On this note, one may also evaluate how institutions apply their core values to control offending behaviors and actions. For instance, Saint Leo University seeks to instill the core value of respect in its students to minimize victimization.
The core value of respect was derived from the spirit of Jesus Christ, and the University applies it to ensure that every person is valued, their dignity respected, and it always aims to develop excellent practices. Members find strength in their unity and diversity, interactions, knowledge sharing, learning, and harmonious relations (Saint Leo University, 2017). From this core value, one can conclude that it captures factors, which are not found in neighborhoods associated with violent crimes and offenders. For example, social support and cohesion, respect for others, dignity, and recognition of individual values are nearly all missing in broken societies where violent offenders thrive.
Summary of the Findings
It has been established that some behaviors, such as aggression, common among violent offenders are genetic and, thus, have high rates of heritability. In this regard, evolution plays a critical role in shaping violence. Hence, biological risk factors cannot be dismissed when one evaluates how violent offenders develop and evolve. In addition, it has also been demonstrated that environmental, sociological and psychological factors are also responsible for shaping behaviors of violent offenders.
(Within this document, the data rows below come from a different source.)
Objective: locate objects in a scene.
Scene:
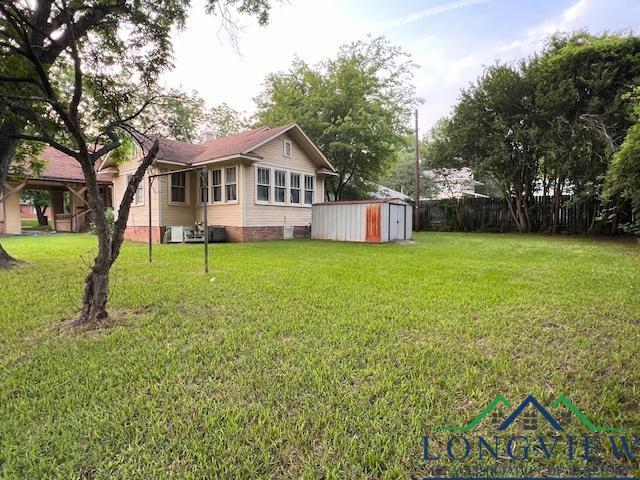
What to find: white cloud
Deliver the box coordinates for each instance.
[373,0,494,31]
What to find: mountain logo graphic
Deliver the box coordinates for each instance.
[436,395,626,432]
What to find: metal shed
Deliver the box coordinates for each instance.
[311,199,413,243]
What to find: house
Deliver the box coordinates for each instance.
[100,124,336,243]
[0,147,112,235]
[428,167,488,200]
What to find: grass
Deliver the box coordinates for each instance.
[0,233,640,479]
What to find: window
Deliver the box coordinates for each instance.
[198,170,209,203]
[256,167,271,202]
[224,167,238,202]
[171,172,187,203]
[282,140,292,157]
[127,175,144,205]
[304,175,313,205]
[211,170,222,202]
[273,170,287,203]
[289,173,300,205]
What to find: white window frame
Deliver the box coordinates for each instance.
[282,139,293,158]
[255,165,273,205]
[302,174,316,206]
[210,168,224,204]
[124,172,146,207]
[168,172,191,206]
[223,165,240,204]
[287,171,304,207]
[254,164,317,208]
[273,168,289,205]
[197,169,211,205]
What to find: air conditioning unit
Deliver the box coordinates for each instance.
[166,227,185,243]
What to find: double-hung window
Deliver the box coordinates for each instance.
[273,170,287,203]
[171,172,187,203]
[256,167,271,202]
[224,167,238,202]
[304,175,314,205]
[211,169,222,202]
[289,173,300,205]
[198,170,209,203]
[282,140,293,157]
[127,175,144,205]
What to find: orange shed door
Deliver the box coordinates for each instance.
[365,204,382,243]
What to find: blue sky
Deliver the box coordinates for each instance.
[166,0,640,132]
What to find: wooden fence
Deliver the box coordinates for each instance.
[420,196,633,234]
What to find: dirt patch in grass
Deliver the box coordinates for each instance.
[56,309,142,335]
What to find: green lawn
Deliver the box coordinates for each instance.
[0,233,640,479]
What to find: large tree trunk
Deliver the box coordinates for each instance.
[78,258,111,325]
[0,121,22,268]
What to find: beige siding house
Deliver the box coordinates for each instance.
[101,124,335,242]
One must pay attention to other underlying factors associated with violent crimes. These include socio-demographic risk factors, including joblessness, poverty, broken families, inequality, and other social challenges in neighborhoods. Some of these factors also constitute aspects of environmental elements responsible for shaping violent crime. More importantly, biological, environmental, social, and psychological factors co-exist, and they are intricate. Consequently, any attempts to understand violent crimes fully remain elusive.
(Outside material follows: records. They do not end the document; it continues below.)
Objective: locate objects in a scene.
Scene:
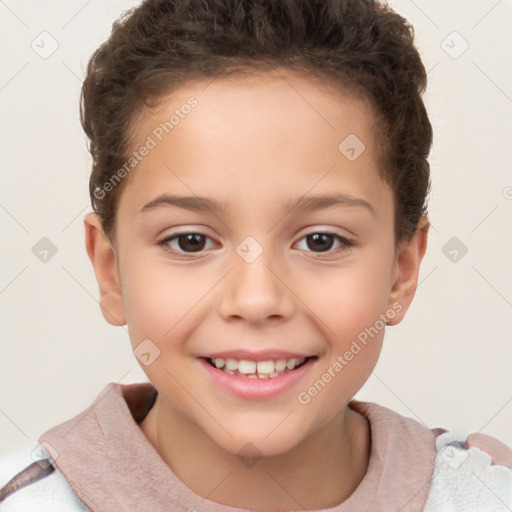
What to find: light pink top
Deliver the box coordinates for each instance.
[38,382,436,512]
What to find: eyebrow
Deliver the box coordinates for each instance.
[139,194,376,215]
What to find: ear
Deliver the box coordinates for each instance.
[84,213,126,326]
[386,217,430,325]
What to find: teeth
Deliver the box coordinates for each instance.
[212,357,305,379]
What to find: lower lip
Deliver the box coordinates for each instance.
[198,357,318,400]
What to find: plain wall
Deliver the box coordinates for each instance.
[0,0,512,453]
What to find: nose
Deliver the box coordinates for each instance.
[219,241,296,325]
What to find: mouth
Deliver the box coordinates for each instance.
[202,356,318,379]
[197,351,319,400]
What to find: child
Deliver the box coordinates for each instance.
[0,0,512,512]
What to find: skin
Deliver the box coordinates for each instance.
[84,72,428,510]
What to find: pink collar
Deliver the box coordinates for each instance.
[38,382,436,512]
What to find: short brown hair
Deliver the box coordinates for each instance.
[80,0,432,248]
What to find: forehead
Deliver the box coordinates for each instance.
[116,67,384,218]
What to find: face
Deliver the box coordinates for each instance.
[86,68,425,455]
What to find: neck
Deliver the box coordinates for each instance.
[140,395,371,511]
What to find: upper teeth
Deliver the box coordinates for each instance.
[212,357,305,374]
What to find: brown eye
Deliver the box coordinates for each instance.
[158,232,210,254]
[306,233,334,252]
[292,232,353,254]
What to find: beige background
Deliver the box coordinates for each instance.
[0,0,512,453]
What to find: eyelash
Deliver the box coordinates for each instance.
[157,231,354,257]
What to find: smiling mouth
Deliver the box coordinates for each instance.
[203,356,318,379]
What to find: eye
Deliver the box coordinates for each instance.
[297,232,353,254]
[157,231,218,254]
[157,231,353,254]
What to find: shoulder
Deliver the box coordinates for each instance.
[0,443,89,512]
[424,429,512,512]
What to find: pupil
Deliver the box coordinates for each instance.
[179,233,204,251]
[307,233,333,249]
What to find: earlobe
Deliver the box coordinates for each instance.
[386,217,430,325]
[84,213,126,326]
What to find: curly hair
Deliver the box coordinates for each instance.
[80,0,432,245]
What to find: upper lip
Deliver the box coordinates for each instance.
[201,349,314,362]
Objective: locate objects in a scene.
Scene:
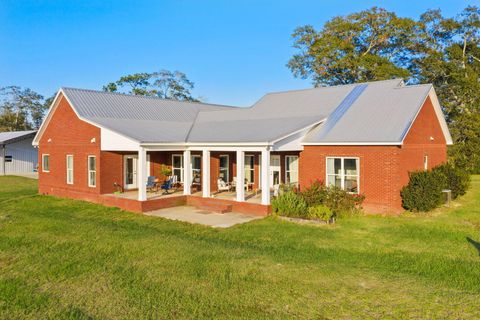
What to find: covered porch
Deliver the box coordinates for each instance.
[102,145,298,214]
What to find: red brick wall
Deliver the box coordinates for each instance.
[298,99,447,213]
[399,98,447,187]
[38,97,102,194]
[299,146,400,212]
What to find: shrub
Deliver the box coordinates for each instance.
[306,205,335,222]
[301,180,328,207]
[432,163,470,199]
[324,186,365,216]
[400,170,446,211]
[272,191,308,217]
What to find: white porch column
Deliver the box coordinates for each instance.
[183,150,192,196]
[261,149,270,205]
[235,150,245,202]
[137,147,147,201]
[202,150,210,198]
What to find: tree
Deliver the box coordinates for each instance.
[103,70,198,101]
[0,86,48,131]
[288,7,417,86]
[287,7,480,172]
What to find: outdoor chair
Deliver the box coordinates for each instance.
[160,179,173,194]
[147,176,158,192]
[217,179,232,192]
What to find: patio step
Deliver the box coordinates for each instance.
[195,203,232,213]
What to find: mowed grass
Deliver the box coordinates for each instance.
[0,176,480,319]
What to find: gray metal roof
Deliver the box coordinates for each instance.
[0,130,37,144]
[58,79,431,143]
[62,88,233,142]
[304,83,432,143]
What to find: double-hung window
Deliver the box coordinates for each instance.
[87,156,97,188]
[67,154,73,184]
[327,157,360,194]
[42,154,50,172]
[219,155,230,182]
[192,155,202,184]
[245,155,255,183]
[285,156,298,184]
[172,154,183,182]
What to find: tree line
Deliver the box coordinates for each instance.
[0,6,480,173]
[287,6,480,173]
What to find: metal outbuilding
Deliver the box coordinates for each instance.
[0,130,38,175]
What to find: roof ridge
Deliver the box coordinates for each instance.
[60,87,239,108]
[264,78,404,96]
[394,83,433,89]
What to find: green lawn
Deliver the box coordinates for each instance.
[0,176,480,319]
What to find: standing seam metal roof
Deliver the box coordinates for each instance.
[58,79,431,143]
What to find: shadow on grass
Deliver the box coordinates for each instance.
[467,237,480,256]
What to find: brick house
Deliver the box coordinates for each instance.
[33,79,452,214]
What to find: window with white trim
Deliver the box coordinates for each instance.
[172,154,183,182]
[66,154,73,184]
[285,156,298,184]
[87,156,97,188]
[245,155,255,183]
[42,154,50,172]
[218,154,230,182]
[191,154,202,184]
[327,157,360,194]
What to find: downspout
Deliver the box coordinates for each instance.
[2,144,7,176]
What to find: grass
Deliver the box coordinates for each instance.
[0,176,480,319]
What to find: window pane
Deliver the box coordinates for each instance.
[327,158,342,174]
[88,157,95,170]
[192,157,202,171]
[220,156,228,168]
[345,176,358,193]
[343,159,358,175]
[245,156,255,182]
[173,156,182,168]
[43,155,50,171]
[89,171,97,187]
[327,175,342,188]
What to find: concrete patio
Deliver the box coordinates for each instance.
[144,206,263,228]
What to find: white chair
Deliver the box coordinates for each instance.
[217,179,232,192]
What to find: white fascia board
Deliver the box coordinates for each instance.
[302,141,402,146]
[141,142,271,147]
[32,89,65,147]
[100,128,140,151]
[32,89,142,150]
[428,86,453,146]
[402,86,453,145]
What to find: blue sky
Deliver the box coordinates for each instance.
[0,0,480,106]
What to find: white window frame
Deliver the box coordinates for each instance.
[243,154,255,183]
[65,154,75,184]
[218,154,230,183]
[325,156,360,194]
[285,154,300,185]
[189,154,203,183]
[42,153,50,172]
[87,155,97,188]
[172,153,184,182]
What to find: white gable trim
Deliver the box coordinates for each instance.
[32,89,139,146]
[402,86,453,146]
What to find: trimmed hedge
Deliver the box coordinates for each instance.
[272,181,365,221]
[272,191,308,218]
[400,163,470,211]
The current legal system proves that society is yet to figure out the best ways to control violent crimes and to manage violent offenders. So far, harsh capital punishments have failed to deter cases of violent crimes. Unless, the underlying factors are addressed, some of which may be impossible, then cases of violent crimes will continue to rise as causes increase.
Violent crime is an intricate issue when viewed from perspectives of biological, psychological, social, and environmental factors. This complexity can be understood when all underlying factors are broken down. All these responsible factors interact to influence individuals’ possibilities of engaging in violent crimes. Therefore, all factors should be explored, including the underlying ones in attempts to address the development and evolution of offenders.
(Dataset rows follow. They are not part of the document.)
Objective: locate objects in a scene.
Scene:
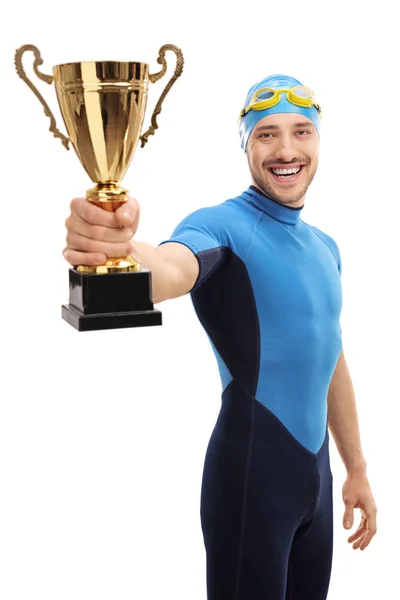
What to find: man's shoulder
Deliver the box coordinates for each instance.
[303,221,341,268]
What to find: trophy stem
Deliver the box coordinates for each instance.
[77,181,140,274]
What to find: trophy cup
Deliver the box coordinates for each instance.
[15,44,184,331]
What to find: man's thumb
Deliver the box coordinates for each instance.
[343,505,354,529]
[115,201,137,227]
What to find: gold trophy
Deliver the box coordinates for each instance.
[15,44,184,331]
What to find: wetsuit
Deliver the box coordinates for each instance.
[163,186,342,600]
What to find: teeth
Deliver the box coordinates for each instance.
[272,167,300,175]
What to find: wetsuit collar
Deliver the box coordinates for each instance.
[243,185,304,225]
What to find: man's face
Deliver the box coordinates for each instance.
[246,113,319,207]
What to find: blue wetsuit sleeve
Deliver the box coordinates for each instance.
[159,208,228,291]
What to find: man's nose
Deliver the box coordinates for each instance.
[274,136,296,162]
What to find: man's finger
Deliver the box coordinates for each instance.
[65,214,133,243]
[360,531,376,550]
[347,524,367,544]
[343,502,354,529]
[67,231,131,258]
[71,198,119,227]
[115,198,140,234]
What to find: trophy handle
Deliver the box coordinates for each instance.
[140,44,184,148]
[15,44,70,150]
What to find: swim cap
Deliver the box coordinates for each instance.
[239,75,321,151]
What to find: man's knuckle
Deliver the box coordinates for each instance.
[84,238,98,252]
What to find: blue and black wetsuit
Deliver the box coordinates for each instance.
[163,186,342,600]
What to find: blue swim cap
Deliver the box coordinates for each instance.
[239,75,321,150]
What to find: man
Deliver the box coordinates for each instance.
[65,75,376,600]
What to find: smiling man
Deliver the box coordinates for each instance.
[65,75,376,600]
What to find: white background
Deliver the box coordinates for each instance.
[0,0,400,600]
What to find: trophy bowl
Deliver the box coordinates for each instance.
[15,44,184,331]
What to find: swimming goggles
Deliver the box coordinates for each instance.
[239,85,321,119]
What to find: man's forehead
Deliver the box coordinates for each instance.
[254,113,314,131]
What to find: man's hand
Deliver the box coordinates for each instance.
[63,198,140,266]
[343,472,377,550]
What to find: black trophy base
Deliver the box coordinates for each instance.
[62,269,162,331]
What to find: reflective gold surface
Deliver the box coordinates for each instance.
[15,44,184,273]
[77,256,140,274]
[15,44,69,150]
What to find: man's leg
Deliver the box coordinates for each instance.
[286,442,333,600]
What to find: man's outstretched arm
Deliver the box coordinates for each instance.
[328,350,377,550]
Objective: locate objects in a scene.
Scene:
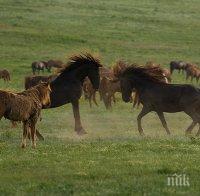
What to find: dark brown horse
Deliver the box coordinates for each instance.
[31,61,50,75]
[45,53,102,135]
[116,66,200,136]
[0,83,51,148]
[170,61,187,74]
[24,74,57,90]
[0,69,10,82]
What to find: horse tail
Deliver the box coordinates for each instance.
[24,76,31,90]
[170,61,174,74]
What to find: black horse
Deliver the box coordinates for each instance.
[117,66,200,136]
[44,53,102,135]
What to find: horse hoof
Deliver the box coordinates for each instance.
[21,143,26,148]
[76,129,87,135]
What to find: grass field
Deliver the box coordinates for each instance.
[0,0,200,195]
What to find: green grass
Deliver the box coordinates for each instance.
[0,0,200,195]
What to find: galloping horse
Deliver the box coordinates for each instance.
[31,61,51,75]
[44,53,102,135]
[116,66,200,136]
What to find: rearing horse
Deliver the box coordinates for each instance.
[44,53,102,135]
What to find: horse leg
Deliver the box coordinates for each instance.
[92,91,98,106]
[11,120,17,128]
[185,121,197,135]
[21,121,29,148]
[72,100,86,135]
[137,107,150,136]
[30,120,36,148]
[89,94,92,108]
[157,112,170,135]
[36,129,44,141]
[112,93,116,103]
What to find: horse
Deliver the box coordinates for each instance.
[145,61,172,83]
[83,67,113,107]
[185,63,199,82]
[0,69,10,82]
[83,77,98,108]
[44,53,102,135]
[170,61,187,74]
[116,66,200,136]
[99,77,121,109]
[47,59,64,69]
[0,83,51,148]
[31,61,51,75]
[24,74,57,90]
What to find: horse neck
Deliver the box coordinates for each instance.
[131,79,158,91]
[52,65,88,84]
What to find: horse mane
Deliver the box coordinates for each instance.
[120,65,165,83]
[58,53,102,73]
[112,60,129,78]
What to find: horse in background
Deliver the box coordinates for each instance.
[115,66,200,136]
[31,61,51,75]
[0,69,10,82]
[99,60,126,109]
[0,83,51,148]
[24,74,58,90]
[145,61,172,83]
[170,61,187,74]
[83,77,98,108]
[47,53,102,135]
[185,63,200,83]
[47,59,64,69]
[83,67,115,108]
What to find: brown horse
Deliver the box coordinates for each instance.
[170,61,187,74]
[185,63,198,82]
[24,75,57,90]
[31,61,51,75]
[116,66,200,136]
[47,60,64,69]
[0,83,51,148]
[0,69,10,82]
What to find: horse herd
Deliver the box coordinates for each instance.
[0,53,200,147]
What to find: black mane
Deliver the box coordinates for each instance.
[59,53,102,73]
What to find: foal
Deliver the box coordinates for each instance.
[0,83,51,148]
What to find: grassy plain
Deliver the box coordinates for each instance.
[0,0,200,195]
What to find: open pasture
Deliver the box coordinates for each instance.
[0,0,200,195]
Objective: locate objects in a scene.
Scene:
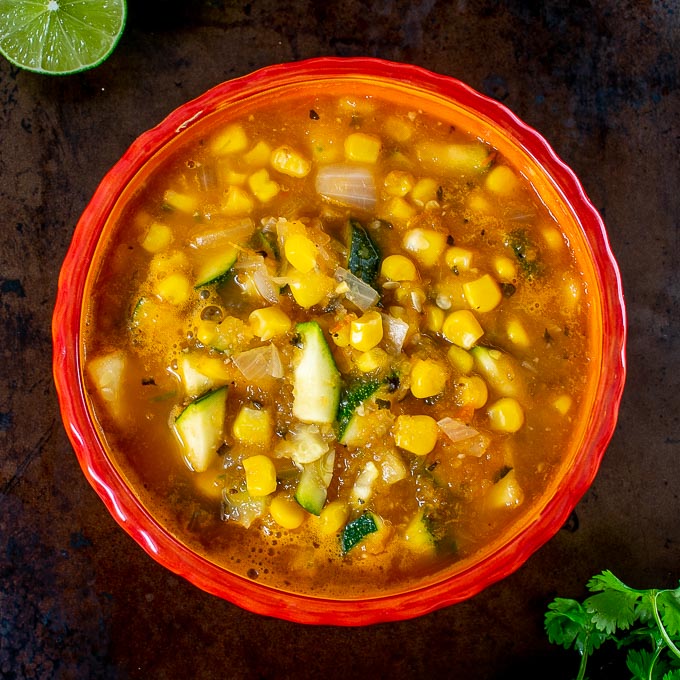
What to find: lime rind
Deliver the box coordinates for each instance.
[0,0,127,75]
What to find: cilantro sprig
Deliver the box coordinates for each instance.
[545,571,680,680]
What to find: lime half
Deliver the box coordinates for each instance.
[0,0,126,75]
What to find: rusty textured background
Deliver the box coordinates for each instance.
[0,0,680,680]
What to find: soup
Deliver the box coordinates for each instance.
[83,91,589,599]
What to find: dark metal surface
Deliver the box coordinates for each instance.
[0,0,680,680]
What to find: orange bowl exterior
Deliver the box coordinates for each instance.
[52,58,626,625]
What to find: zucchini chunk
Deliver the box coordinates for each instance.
[194,246,238,288]
[293,321,340,423]
[295,449,335,516]
[337,379,382,444]
[347,219,381,286]
[340,510,381,554]
[175,387,227,472]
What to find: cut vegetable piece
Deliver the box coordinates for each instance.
[175,387,227,472]
[316,164,377,210]
[295,449,335,515]
[337,380,381,444]
[178,354,214,397]
[87,351,126,418]
[340,512,381,554]
[347,220,381,286]
[293,321,340,423]
[470,345,526,398]
[404,510,436,552]
[416,142,491,175]
[194,246,238,288]
[335,267,380,312]
[349,460,380,507]
[486,470,524,508]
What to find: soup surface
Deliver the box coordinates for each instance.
[83,87,588,598]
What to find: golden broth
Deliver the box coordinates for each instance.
[83,88,593,598]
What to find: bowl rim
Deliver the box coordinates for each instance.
[52,57,627,626]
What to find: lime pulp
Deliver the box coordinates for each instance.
[0,0,127,75]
Adams, T. (2013). How to spot a murderer’s brain. The Guardian. Web.
Arbach-Lucioni, K., Redondo-Illescas, S., Singh, J. P., & Andre, A. (2014). Violent crimes in native and foreign national offenders. International Journal of Law, Crime and Justice, 20(2014), 1-12. Web.
DeLisi, M., & Conis, P. J. (2017). Violent Offenders. Burlington, MA: Jones & Bartlett Learning.
Lacey, N., & Pickard, H. (2015). To blame or to forgive? Reconciling punishment and forgiveness in criminal justice. Oxford Journal of Legal Studies, 35(4), 665–696. Web.
Roach, J., & Pease, K. (2011). Evolution and the prevention of violent crime. Psychology, 2(4), 393-404. Web.
Saint Leo University. (2017). Mission and values. Web.